Liberté économique dans la région MENA : La Mauritanie classée 16eme devant l’Irak et l’Algérie

OUGA l’heure où les autorités monétaires et financières du pays informent à l’attention du public sur les déficits des balances de payement et sur les réductions des recettes financières d’origine pétrolière, l’attractivité pour les IDE (investissements directs étrangers) revêt un caractère particulier et devient un enjeu sérieux.

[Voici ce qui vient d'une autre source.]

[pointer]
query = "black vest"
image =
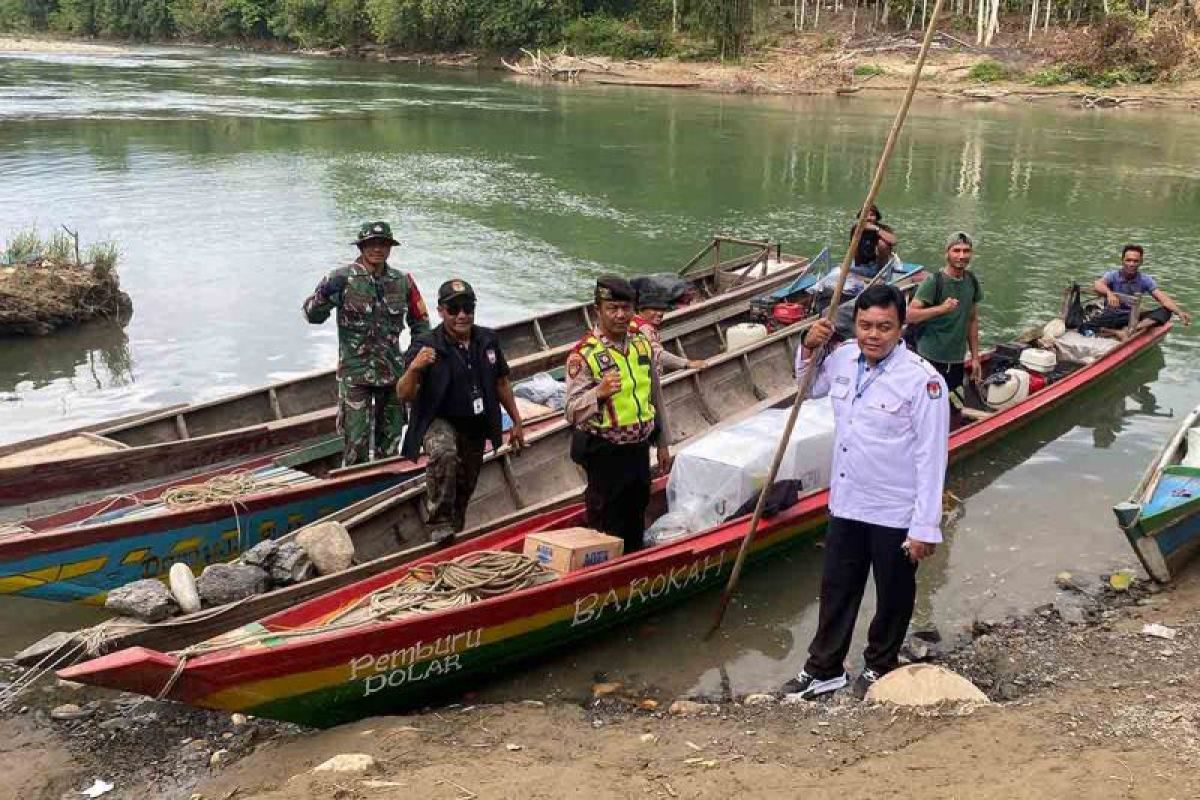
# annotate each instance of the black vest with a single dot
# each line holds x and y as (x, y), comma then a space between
(436, 383)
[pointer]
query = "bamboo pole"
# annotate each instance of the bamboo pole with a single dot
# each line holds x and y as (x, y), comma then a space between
(819, 355)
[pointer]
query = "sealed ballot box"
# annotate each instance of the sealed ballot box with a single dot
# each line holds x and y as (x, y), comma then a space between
(573, 548)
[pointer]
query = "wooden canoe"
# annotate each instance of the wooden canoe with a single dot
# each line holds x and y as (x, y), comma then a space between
(78, 554)
(388, 527)
(1162, 517)
(292, 667)
(177, 439)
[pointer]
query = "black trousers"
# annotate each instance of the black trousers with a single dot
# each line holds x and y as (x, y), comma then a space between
(852, 549)
(618, 487)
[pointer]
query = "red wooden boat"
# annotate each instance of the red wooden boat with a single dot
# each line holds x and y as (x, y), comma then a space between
(293, 666)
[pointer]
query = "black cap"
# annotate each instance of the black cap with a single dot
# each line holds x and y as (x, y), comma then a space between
(453, 289)
(612, 287)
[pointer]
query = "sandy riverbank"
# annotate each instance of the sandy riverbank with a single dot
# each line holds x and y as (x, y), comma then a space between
(1089, 708)
(10, 43)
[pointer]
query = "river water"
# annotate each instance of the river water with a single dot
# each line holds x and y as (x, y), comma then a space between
(233, 181)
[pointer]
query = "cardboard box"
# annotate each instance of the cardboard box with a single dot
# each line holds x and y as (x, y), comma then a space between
(574, 548)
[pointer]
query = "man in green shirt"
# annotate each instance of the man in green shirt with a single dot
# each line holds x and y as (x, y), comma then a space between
(947, 310)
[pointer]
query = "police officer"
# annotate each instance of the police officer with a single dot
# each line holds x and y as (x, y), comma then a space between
(456, 380)
(892, 423)
(615, 403)
(372, 301)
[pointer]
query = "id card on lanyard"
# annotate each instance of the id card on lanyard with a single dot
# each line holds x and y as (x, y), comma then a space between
(859, 386)
(477, 396)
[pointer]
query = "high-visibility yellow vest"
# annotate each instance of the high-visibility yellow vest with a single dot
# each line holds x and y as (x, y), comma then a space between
(631, 405)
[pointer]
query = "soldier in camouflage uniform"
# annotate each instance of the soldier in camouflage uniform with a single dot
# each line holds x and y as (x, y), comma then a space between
(372, 302)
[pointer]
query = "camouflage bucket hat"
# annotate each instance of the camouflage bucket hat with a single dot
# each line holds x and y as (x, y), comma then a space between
(376, 230)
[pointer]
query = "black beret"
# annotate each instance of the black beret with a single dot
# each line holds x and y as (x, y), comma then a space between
(611, 287)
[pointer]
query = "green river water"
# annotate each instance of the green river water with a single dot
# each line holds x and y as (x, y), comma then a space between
(233, 181)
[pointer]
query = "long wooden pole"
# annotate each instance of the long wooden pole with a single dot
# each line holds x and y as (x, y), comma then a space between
(819, 355)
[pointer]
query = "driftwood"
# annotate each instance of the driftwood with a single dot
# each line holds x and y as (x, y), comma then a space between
(556, 66)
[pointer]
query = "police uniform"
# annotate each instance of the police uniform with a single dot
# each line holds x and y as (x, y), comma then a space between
(455, 414)
(666, 359)
(612, 437)
(372, 310)
(891, 445)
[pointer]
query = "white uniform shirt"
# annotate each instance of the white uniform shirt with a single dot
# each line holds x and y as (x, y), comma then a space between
(891, 439)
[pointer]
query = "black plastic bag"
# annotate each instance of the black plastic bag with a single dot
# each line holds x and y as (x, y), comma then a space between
(1074, 317)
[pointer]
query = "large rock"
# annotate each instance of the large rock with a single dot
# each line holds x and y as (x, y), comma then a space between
(226, 583)
(329, 546)
(261, 554)
(147, 600)
(347, 763)
(183, 588)
(291, 564)
(924, 685)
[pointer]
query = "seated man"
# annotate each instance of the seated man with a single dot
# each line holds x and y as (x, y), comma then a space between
(1131, 281)
(875, 257)
(652, 307)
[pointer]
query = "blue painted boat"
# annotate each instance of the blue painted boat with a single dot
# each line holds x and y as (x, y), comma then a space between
(1162, 518)
(77, 555)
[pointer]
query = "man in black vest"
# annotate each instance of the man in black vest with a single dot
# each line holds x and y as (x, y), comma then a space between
(456, 380)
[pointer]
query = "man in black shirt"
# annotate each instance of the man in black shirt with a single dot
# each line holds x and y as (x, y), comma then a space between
(456, 380)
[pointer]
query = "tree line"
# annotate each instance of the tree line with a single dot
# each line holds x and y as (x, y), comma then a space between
(617, 28)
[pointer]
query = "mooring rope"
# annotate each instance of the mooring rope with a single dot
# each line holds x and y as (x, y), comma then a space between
(424, 589)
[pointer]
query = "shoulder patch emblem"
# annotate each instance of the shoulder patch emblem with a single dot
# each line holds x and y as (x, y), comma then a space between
(574, 365)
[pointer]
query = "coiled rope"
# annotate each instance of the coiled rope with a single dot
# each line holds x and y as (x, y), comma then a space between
(219, 488)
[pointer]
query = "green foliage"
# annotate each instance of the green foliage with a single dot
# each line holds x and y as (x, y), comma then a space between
(24, 246)
(868, 70)
(420, 23)
(726, 22)
(1114, 77)
(988, 71)
(60, 247)
(688, 49)
(223, 19)
(508, 24)
(12, 17)
(1054, 76)
(621, 40)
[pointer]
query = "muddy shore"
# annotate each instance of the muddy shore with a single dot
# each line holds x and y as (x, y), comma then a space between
(1092, 707)
(804, 67)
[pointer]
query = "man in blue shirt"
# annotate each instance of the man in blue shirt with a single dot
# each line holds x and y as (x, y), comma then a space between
(1131, 281)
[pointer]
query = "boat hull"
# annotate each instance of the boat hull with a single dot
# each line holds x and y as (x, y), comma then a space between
(334, 677)
(82, 566)
(169, 441)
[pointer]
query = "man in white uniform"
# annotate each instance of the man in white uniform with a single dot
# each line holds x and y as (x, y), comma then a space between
(888, 470)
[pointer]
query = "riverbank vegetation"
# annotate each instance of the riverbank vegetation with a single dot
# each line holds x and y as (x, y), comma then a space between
(48, 282)
(1097, 42)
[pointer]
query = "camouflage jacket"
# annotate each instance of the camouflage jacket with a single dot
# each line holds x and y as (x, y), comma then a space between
(371, 313)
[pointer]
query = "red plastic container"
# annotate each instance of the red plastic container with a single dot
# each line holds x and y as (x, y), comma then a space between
(787, 313)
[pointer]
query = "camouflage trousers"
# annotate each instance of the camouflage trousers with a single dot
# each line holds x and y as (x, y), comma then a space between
(450, 476)
(369, 415)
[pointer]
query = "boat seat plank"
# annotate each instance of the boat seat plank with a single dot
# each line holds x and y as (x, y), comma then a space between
(81, 444)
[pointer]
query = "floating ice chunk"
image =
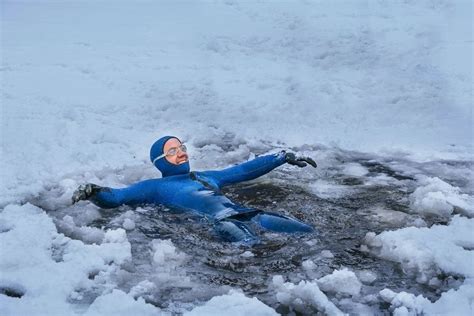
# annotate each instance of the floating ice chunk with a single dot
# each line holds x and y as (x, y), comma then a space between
(327, 254)
(247, 254)
(85, 233)
(308, 265)
(367, 277)
(452, 302)
(303, 296)
(437, 197)
(164, 252)
(233, 304)
(128, 224)
(327, 190)
(118, 303)
(144, 287)
(426, 251)
(355, 169)
(341, 281)
(49, 266)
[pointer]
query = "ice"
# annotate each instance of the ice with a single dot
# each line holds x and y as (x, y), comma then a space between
(49, 267)
(119, 303)
(328, 190)
(367, 276)
(302, 296)
(233, 304)
(165, 253)
(84, 102)
(128, 224)
(342, 281)
(434, 196)
(452, 302)
(144, 287)
(355, 169)
(428, 251)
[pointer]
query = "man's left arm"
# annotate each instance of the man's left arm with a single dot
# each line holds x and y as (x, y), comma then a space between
(257, 167)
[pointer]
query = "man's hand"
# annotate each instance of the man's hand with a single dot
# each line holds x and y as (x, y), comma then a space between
(85, 192)
(299, 161)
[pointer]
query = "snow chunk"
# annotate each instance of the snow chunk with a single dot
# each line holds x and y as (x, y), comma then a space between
(128, 224)
(165, 252)
(341, 281)
(452, 302)
(303, 296)
(355, 169)
(118, 303)
(233, 304)
(50, 267)
(440, 198)
(144, 287)
(426, 251)
(367, 276)
(328, 190)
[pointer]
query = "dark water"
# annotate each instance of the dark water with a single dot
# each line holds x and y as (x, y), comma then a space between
(341, 222)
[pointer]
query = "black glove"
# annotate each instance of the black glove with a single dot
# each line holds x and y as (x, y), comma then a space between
(85, 192)
(299, 161)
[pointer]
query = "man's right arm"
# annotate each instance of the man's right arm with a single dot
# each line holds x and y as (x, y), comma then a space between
(140, 193)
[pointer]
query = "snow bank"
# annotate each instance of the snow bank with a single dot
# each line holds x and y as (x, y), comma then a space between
(452, 302)
(437, 197)
(120, 304)
(428, 251)
(303, 296)
(93, 96)
(233, 304)
(341, 281)
(52, 271)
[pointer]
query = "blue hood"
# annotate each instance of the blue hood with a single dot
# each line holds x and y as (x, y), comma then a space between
(166, 168)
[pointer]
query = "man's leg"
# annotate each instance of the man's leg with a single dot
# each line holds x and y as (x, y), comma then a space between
(235, 231)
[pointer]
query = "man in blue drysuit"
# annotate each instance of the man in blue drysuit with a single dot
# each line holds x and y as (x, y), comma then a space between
(199, 191)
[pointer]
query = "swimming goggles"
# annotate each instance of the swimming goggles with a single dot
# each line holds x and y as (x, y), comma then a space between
(171, 152)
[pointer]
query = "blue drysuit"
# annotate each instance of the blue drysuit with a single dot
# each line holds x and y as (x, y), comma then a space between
(199, 192)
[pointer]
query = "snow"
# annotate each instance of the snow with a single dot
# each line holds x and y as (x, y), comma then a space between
(119, 303)
(51, 269)
(128, 224)
(340, 281)
(428, 251)
(233, 304)
(303, 296)
(435, 196)
(84, 101)
(452, 302)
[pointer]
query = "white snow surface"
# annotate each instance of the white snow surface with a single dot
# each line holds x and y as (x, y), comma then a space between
(304, 296)
(93, 95)
(435, 196)
(341, 281)
(84, 101)
(233, 304)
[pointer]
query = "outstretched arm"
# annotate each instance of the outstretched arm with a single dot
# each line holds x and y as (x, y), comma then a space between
(255, 168)
(139, 193)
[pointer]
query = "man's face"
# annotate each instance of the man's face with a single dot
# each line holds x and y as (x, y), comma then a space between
(180, 156)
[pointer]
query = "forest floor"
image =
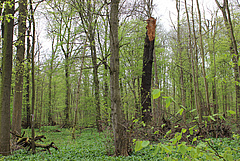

C’est donc autour du classement de la fondation «Fraser» qu’une conférence-débat a été organisée à Alger par le Cercle d’action et de réflexion autour de l’entreprise «Care» avec le soutien de la Fondation allemande Friedrich Naumann.

Le point focal de cette conférence, tenue sous forme de petit-déjeuner-débat dans un grand hôtel de la capitale, a été la communication édifiante soutenue par Mahrez Aït Belkacem, consultant en entreprise et membre de Care (Association à but non lucratif agréée depuis 2003), qui a assisté à cette conférence. Dans son témoignage, Aït Belkacem éclaire par son témoignage sur trois points essentiels.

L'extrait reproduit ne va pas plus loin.